After solving exercises 2 to 4, you should be able to train your transformer network with the training loop provided below.

In [None]:
jet_gpt = JetGPT(
    data_dim = 4,
    embedding_dim = 64,
    heads = 4,
    feedforward_dim = 128,
    transformer_layers = 4,
    mlp_layers = 3,
    mlp_hidden_dim = 64,
    gaussians = 10,
)
optimizer = torch.optim.Adam(jet_gpt.parameters(), lr=3e-4) # https://twitter.com/karpathy/status/801621764144971776

for epoch in range(5):
    epoch_losses = []
    for batch, x in enumerate(train_dataloader):
        loss = -jet_gpt.log_prob(x).mean()
        optimizer.zero_grad()
        loss.backward()
        optimizer.step()
        epoch_losses.append(loss.item())
    print(f"Epoch {epoch+1}: loss = {np.mean(epoch_losses)}")

### Generating samples

Now that we have a trained transformer, the last step is to draw samples from the learned distribution.

#### Exercise 5: Generating samples

Complete the `sample` function of the `JetGPT` class. This time you need to use the sample function of the `Distribution` object.

In [None]:
with torch.no_grad():
    sample = jet_gpt.sample(100000).cpu().numpy()
sample_pp = invert_preprocessing(sample * train_std + train_mean)
gen_event_im, gen_pt = get_obs(sample_pp)
test_event_im, test_pt = get_obs(test_data)

### Study the results

In [None]:
fig, axs = plt.subplots()

bins = np.linspace(0,200,50)
axs.hist(sample_pp[:,0], bins=bins, density=True, histtype="step", label="generated")
axs.hist(test_data[:,0], bins=bins, density=True, histtype="step", label="truth")

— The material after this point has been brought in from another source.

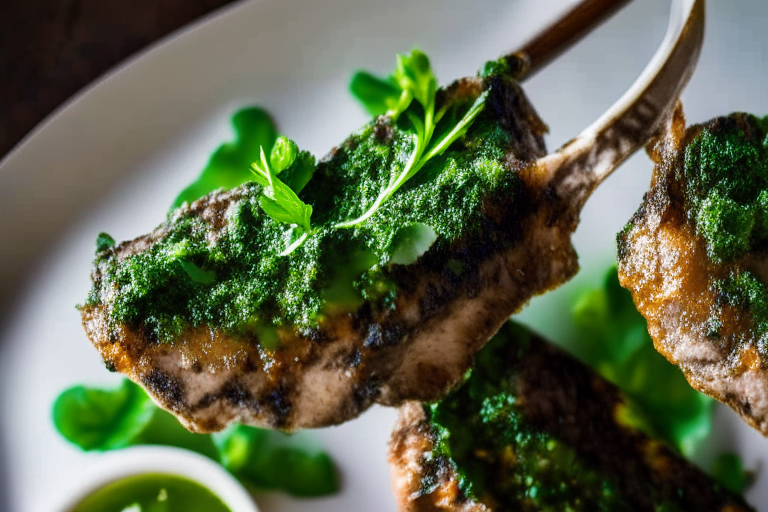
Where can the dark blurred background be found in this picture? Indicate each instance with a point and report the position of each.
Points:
(50, 49)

axs.set_xlabel("$E_1$ (GeV)")
axs.set_ylabel("normalized")
axs.legend()
plt.show()

In [None]:
fig, axs = plt.subplots()

bins = np.linspace(0, 70, 50)
axs.hist(gen_pt, bins=bins, density=True, histtype="step", label="generated")
axs.hist(test_pt, bins=bins, density=True, histtype="step", label="truth")

axs.set_xlabel("$p_T$ (GeV)")
axs.set_ylabel("normalized")
axs.legend()
plt.show()

In [None]:
fig, axs = plt.subplots()

bins = np.linspace(60, 120, 50)
axs.hist(gen_event_im, bins=bins, density=True, histtype="step", label="generated")
axs.hist(test_event_im, bins=bins, density=True, histtype="step", label="truth")

axs.set_xlabel("$m_{\mu\mu}$ (GeV)")
axs.set_ylabel("normalized")
axs.legend()
plt.show()

### Bonus exercises

#### Exercise A

Make plots for some more observables, for example $\phi$ or $\eta$. Which ones are easy for the network and which ones are more difficult?

#### Exercise B

Play around with the hyperparameters of the network. Which ones have a large impact on the performance?

#### Exercise C

Since our generative transformer is autoregressive, it makes a difference which order we choose for the input features. Try a different ordering and see if it makes a difference.

#### Exercise D

We can even randomize the order of the components during the training and train the network for arbitrary orders. The positional encoding ensures that every component is in the right place in the end. Implement that for our JetGPT training.